Posted November 5, 2020

One of the purposes of the Families First Coronavirus Response Act (FFCRA) was to help slow the spread of the COVID-19 virus. Remember, this law was promulgated back in March, when many areas were enacting stay-at-home orders and the spread was not as robust as it is now. The law currently expires on December 31, 2020.

To help accomplish its goal, the law provides a financial safety net for employees to stay home when issues related to the COVID-19 virus strike. With fewer people at work, particularly for certain reasons, the law appears to have met its goal at helping to reduce the contagion.

A recent study from Health Affairs indicates that the FFCRA resulted in about 400 fewer new cases per day. The greatest effects stem from the 80 hours of emergency paid sick leave employees may take if they:

  1. Are subject to a federal, state, or local quarantine or isolation order;
  2. Have been advised by a health care provider to self-quarantine due to concerns related to the virus;
  3. Are experiencing symptoms of COVID-19 and seeking medical diagnosis from a health care provider;
  4. Are caring for an individual who is subject to a quarantine/isolation order or is medically advised to self-quarantine
  5. Are caring for a child whose school/daycare is closed or childcare provider is unavailable for reasons related to COVID–19; or
  6. Have a substantially similar condition.

Employees have only one shot at those 80 hours of leave, so if they have a subsequent need for leave, they must turn to other policies, if available. It’s common knowledge that, without paid sick leave, employees are more likely to go to work sick, often spreading a contagious disease. This is true in relation to the flu, and it is also true in relation with the COVID-19 virus. Remember, many individuals have no symptoms, so screening employees is not foolproof.

For many years Congress has been debating potential paid employee leave laws such as the Healthy Families Act, but nothing made it across the finish line. But when the pandemic hit, members of Congress got busy and — with strong bipartisan support — enacted the FFCRA, which included paid leave, in part to help stem the infection rate. Perhaps the passage of the FFCRA has broken the federal paid leave dam.
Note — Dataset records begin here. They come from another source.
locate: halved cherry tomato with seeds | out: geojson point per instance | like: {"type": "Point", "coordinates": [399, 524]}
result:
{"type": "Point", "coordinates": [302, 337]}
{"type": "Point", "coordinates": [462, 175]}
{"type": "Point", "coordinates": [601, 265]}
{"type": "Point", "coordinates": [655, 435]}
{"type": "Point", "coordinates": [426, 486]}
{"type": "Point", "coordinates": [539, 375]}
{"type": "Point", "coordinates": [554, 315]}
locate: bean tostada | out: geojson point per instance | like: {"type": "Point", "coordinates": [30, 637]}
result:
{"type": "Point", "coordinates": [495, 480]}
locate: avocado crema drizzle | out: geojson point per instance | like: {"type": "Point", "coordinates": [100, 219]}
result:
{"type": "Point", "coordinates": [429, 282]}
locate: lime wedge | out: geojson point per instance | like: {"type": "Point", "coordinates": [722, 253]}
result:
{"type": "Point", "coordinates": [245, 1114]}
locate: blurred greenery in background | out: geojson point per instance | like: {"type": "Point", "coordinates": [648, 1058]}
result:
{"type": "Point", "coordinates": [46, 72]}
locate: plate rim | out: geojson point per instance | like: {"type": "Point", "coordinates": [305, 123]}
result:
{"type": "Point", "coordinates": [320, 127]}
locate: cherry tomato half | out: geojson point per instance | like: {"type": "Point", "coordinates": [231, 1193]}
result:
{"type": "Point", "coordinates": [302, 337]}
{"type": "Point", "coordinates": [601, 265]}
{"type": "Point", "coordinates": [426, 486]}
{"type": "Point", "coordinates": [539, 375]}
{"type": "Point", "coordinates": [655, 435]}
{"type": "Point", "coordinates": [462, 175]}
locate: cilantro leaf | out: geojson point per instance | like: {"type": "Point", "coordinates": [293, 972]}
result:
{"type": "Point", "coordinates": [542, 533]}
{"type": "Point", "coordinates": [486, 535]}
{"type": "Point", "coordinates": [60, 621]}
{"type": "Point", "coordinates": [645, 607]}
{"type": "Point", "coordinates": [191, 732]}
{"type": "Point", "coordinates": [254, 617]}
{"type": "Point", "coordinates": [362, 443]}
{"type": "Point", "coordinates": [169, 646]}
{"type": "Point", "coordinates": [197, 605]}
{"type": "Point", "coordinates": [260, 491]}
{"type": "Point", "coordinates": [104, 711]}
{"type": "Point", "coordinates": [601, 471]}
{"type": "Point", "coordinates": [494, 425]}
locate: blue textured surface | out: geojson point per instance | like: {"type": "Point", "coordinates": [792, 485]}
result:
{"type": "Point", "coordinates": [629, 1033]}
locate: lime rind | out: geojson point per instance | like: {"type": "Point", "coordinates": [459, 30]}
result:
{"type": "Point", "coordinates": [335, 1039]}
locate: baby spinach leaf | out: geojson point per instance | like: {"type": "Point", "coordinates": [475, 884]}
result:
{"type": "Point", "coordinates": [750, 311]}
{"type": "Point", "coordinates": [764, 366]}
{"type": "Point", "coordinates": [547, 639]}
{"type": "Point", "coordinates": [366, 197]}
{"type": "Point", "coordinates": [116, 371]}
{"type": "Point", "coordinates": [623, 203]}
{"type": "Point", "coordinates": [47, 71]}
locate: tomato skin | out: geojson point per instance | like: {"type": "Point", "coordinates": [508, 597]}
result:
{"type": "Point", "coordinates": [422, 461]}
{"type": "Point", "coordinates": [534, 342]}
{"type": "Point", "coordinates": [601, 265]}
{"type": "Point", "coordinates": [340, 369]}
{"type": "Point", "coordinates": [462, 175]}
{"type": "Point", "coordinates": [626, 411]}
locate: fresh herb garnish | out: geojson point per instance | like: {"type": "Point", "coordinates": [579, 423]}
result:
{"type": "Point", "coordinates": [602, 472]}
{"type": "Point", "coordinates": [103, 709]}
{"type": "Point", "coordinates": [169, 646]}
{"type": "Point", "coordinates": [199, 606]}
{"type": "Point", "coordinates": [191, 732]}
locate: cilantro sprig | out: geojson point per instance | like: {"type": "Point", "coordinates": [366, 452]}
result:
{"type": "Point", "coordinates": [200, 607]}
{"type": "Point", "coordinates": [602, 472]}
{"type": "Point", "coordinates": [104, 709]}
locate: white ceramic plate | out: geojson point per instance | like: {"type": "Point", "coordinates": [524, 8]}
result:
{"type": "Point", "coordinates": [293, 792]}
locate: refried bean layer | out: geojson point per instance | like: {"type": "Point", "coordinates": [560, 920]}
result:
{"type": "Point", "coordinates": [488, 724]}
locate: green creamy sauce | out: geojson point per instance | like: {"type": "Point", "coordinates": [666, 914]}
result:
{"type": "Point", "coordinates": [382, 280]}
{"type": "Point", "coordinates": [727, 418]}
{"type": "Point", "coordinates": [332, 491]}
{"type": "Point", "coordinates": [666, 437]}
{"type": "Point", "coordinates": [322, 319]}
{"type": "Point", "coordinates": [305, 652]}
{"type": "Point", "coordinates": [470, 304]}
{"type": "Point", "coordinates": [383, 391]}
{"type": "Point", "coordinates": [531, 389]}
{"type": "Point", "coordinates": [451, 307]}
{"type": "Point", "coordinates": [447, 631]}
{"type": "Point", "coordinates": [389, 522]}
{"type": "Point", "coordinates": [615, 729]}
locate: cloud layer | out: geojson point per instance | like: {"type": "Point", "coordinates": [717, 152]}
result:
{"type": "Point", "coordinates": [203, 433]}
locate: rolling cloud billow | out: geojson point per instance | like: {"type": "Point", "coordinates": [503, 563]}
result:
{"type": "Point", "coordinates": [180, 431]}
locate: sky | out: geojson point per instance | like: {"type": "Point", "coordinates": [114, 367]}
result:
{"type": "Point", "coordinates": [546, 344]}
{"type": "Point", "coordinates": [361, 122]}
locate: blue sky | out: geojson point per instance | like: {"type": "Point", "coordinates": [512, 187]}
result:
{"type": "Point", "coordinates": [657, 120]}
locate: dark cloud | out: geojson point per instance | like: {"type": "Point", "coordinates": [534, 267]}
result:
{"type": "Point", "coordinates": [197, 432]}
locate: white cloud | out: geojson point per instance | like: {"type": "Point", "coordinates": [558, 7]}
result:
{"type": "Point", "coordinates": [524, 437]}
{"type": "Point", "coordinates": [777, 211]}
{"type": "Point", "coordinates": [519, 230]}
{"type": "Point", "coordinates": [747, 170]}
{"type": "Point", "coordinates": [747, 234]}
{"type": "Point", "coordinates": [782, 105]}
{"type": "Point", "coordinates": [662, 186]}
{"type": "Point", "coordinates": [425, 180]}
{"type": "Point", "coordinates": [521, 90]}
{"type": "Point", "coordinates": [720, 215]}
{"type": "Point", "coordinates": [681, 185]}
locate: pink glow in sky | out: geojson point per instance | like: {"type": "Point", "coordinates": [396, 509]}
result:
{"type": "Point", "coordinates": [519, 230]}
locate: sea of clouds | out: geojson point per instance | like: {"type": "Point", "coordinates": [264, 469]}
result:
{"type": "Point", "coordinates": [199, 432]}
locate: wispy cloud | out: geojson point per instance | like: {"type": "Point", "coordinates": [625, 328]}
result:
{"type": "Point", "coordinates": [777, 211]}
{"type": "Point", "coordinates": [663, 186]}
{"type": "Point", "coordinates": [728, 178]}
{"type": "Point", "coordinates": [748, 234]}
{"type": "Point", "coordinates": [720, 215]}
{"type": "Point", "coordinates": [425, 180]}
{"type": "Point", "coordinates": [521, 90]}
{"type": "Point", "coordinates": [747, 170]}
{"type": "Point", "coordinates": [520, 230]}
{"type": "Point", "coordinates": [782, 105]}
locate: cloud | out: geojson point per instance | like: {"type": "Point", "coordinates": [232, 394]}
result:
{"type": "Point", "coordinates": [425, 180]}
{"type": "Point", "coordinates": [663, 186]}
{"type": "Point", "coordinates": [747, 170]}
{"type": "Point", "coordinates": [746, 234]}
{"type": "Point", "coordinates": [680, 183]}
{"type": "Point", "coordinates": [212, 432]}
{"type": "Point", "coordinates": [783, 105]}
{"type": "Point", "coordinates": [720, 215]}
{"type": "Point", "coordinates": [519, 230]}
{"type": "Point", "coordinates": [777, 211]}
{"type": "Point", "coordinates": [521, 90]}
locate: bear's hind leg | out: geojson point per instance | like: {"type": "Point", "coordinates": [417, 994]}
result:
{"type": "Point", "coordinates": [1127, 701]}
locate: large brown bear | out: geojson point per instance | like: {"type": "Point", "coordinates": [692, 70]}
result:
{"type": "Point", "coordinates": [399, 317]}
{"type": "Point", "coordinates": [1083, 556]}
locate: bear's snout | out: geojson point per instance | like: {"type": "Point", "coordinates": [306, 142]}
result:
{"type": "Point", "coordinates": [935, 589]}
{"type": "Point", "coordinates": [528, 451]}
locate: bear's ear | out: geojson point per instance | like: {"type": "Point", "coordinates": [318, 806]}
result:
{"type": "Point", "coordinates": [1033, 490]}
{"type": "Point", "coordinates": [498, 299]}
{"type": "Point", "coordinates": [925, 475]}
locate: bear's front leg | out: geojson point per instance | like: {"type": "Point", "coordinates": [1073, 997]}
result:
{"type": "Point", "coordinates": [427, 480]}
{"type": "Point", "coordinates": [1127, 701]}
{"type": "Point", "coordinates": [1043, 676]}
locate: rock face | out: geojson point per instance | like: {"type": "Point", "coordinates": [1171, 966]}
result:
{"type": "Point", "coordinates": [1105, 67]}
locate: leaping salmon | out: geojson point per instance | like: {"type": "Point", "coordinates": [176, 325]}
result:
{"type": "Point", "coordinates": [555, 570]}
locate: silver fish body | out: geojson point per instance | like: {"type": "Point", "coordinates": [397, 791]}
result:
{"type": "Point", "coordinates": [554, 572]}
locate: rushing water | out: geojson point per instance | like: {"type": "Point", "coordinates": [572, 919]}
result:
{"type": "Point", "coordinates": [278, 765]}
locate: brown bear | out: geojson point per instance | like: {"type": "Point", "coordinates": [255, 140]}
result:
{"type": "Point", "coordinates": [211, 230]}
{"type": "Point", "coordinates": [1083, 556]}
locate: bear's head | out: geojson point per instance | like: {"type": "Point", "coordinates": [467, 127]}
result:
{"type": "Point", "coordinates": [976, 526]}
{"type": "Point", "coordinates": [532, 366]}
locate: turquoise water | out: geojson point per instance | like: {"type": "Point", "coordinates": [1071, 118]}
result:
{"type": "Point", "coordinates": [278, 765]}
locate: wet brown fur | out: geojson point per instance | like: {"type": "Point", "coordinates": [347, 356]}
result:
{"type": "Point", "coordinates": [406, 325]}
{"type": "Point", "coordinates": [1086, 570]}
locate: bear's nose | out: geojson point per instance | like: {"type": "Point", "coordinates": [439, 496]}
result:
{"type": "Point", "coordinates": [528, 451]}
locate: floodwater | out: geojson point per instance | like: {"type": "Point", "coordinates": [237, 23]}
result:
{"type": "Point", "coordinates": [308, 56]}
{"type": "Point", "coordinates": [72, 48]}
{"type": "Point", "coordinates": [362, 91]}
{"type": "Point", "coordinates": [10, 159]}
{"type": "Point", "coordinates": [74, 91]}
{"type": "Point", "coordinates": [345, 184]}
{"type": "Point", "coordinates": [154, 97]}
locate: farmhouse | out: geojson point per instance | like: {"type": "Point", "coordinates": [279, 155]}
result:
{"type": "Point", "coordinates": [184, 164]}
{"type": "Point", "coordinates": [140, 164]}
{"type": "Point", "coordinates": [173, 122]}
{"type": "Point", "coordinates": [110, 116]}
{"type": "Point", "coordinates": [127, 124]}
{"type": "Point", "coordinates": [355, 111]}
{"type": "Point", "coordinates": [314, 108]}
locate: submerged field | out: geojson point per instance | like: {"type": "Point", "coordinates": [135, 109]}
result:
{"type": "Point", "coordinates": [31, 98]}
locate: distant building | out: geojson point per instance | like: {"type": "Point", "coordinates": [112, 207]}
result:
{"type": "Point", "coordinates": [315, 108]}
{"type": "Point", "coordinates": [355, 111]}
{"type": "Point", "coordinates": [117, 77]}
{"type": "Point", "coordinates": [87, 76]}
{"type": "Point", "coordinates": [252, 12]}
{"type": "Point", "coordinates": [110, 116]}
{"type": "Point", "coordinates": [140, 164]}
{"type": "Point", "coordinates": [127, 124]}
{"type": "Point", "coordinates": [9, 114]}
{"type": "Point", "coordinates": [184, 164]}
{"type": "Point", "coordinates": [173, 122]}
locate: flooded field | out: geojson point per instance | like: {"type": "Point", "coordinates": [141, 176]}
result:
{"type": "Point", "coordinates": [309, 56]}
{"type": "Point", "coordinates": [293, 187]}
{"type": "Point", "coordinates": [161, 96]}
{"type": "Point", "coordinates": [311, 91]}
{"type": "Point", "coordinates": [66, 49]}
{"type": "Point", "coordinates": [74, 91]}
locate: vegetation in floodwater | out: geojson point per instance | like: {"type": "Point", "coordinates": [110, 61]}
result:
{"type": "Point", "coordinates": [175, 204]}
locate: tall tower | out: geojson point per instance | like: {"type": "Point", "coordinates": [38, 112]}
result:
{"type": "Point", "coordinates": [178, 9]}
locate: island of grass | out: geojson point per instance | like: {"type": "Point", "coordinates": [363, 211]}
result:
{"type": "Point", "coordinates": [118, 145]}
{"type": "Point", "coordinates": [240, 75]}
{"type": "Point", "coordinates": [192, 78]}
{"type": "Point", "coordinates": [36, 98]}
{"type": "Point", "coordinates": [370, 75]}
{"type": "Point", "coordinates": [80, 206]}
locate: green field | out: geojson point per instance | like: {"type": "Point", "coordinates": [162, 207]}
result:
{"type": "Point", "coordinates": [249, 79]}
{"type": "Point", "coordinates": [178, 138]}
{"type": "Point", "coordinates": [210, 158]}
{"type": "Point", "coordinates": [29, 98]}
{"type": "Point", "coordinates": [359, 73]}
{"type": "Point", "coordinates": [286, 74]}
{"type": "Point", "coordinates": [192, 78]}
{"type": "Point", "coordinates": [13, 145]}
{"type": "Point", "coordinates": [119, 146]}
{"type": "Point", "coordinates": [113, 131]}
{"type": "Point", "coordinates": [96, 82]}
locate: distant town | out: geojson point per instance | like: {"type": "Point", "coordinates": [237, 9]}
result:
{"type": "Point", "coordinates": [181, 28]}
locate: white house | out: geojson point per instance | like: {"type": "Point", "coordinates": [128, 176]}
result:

Since the infection rate continues to climb in most of the U.S., the U.S. Department of Health and Human Services has extended the health emergency to January 20, 2021. Therefore, allowing the FFCRA to expire as scheduled could result in yet more cases and subsequent deaths. Without the financial safety net, employees could be more tempted to go to work, even when infected.

Whether Congress will extend the FFCRA remains to be seen, but good arguments could support such a move.